Hij is dan "Jongman, oud over de veertien en in in sijn vijtiende Jaar" en woont bij zijn moeder Lijntje Janse van der Giessen, weduwe van zijn vader Cornelis Corse Waalboer en op dat moment gehuwd met Arij Cornelisse van der Giessen.
De vraag dringt zich onmiddelijk op waarom een jongen van 14 jaar zijn tetstament opmaakte. Kennelijk had hij behoorlijk wat bezittingen geerft van zijn vader. Een tetstament hebben we niet kunnen vinden. We weten ook niet wanneer zijn vader precies overleden is.

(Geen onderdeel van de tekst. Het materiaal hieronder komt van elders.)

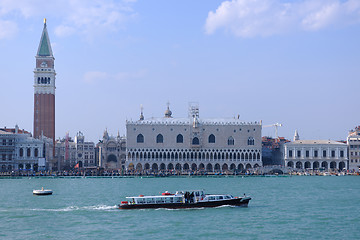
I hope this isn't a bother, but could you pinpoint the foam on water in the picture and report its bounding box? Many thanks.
[30,205,117,212]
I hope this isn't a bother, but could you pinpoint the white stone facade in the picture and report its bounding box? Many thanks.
[98,130,126,170]
[126,109,262,172]
[55,132,97,170]
[283,140,348,171]
[347,127,360,172]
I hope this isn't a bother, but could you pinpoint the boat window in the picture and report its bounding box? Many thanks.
[156,198,164,203]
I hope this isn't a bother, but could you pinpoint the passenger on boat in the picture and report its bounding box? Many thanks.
[184,192,190,203]
[190,192,194,203]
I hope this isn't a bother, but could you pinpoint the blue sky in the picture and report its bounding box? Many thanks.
[0,0,360,142]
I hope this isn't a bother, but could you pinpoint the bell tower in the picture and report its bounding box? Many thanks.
[34,19,56,141]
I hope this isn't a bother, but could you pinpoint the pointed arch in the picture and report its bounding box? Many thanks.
[151,163,158,171]
[207,163,213,172]
[198,163,205,170]
[160,163,166,170]
[208,134,215,143]
[136,133,144,143]
[176,134,184,143]
[156,134,164,143]
[228,136,235,146]
[168,163,174,170]
[191,163,197,171]
[192,137,200,145]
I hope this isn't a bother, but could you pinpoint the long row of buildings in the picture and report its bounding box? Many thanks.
[0,105,360,172]
[0,19,360,172]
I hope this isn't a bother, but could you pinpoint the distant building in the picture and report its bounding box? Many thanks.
[283,131,348,170]
[0,125,53,171]
[262,137,290,166]
[55,131,96,170]
[347,126,360,172]
[97,129,126,170]
[126,105,262,172]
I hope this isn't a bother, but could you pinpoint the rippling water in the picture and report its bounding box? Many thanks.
[0,176,360,239]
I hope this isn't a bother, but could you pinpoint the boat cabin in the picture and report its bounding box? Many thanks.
[203,195,234,202]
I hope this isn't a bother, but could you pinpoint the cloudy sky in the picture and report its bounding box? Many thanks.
[0,0,360,142]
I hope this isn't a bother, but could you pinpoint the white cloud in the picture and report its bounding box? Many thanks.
[0,0,136,38]
[205,0,360,37]
[0,20,18,39]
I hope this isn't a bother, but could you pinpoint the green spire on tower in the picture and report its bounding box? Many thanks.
[37,18,52,56]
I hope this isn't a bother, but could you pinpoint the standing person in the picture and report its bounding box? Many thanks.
[190,192,194,203]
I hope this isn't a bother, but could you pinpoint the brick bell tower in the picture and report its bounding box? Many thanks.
[34,19,56,141]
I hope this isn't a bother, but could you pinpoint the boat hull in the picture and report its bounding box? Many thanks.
[119,197,251,209]
[33,190,52,196]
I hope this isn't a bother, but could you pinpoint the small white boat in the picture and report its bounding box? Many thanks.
[33,187,52,195]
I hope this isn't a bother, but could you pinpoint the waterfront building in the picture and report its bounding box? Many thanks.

Nog opmerkelijker wordt het wanneer we zien dat zijn moeder Lijntje en haar echtgenoor Arie van der Giessen in mei van datzelfde jaar ook een testament opmaken, waarbij Cornelis nagenoeg de enige erfgenaam is.
De testateur verklaard beneden de twee duijsend gulden te sijn gegoed en sonder fidei commis.
Op heden den vierden Maart 1768 compareerde voor mij Cornelis de Quartel, openbaar Notaris bij den Hove van Holland geadmitteerd, in Strijen residerende ende voor de nagenoemde getuijgen Cornelis Cornelisse Waalboer, jongeman, oud over de veertien, en gaande in sijn vijftiende Jaar, wonende bij sijn Moeder en Behoud Vader aan den Schenkeldijk onder 's Gravendeel, mij Notaris bekend sijnde bequaam om van sijne goederen te kunnen bevelen, denwelke verklaar-
de te revoceren en vernietigen alle voorgaande Testamenten, Codicillen en alle andere actens van uijtterste wille bij hem te vorens gemaakt ende gepasseert, 't sij alleen of met en benevens ijmand anders alwaar 't dat in eenige van dien, eenige clausule van onwederroepelijkheijd mogt sijn gesteld, daar van hij verklaarden geen kennisse nog geheugenisse te hebben, niet willende dat deselve sullen worden nagekomen, maar gehouden als of die nooijt gepasseert en waren.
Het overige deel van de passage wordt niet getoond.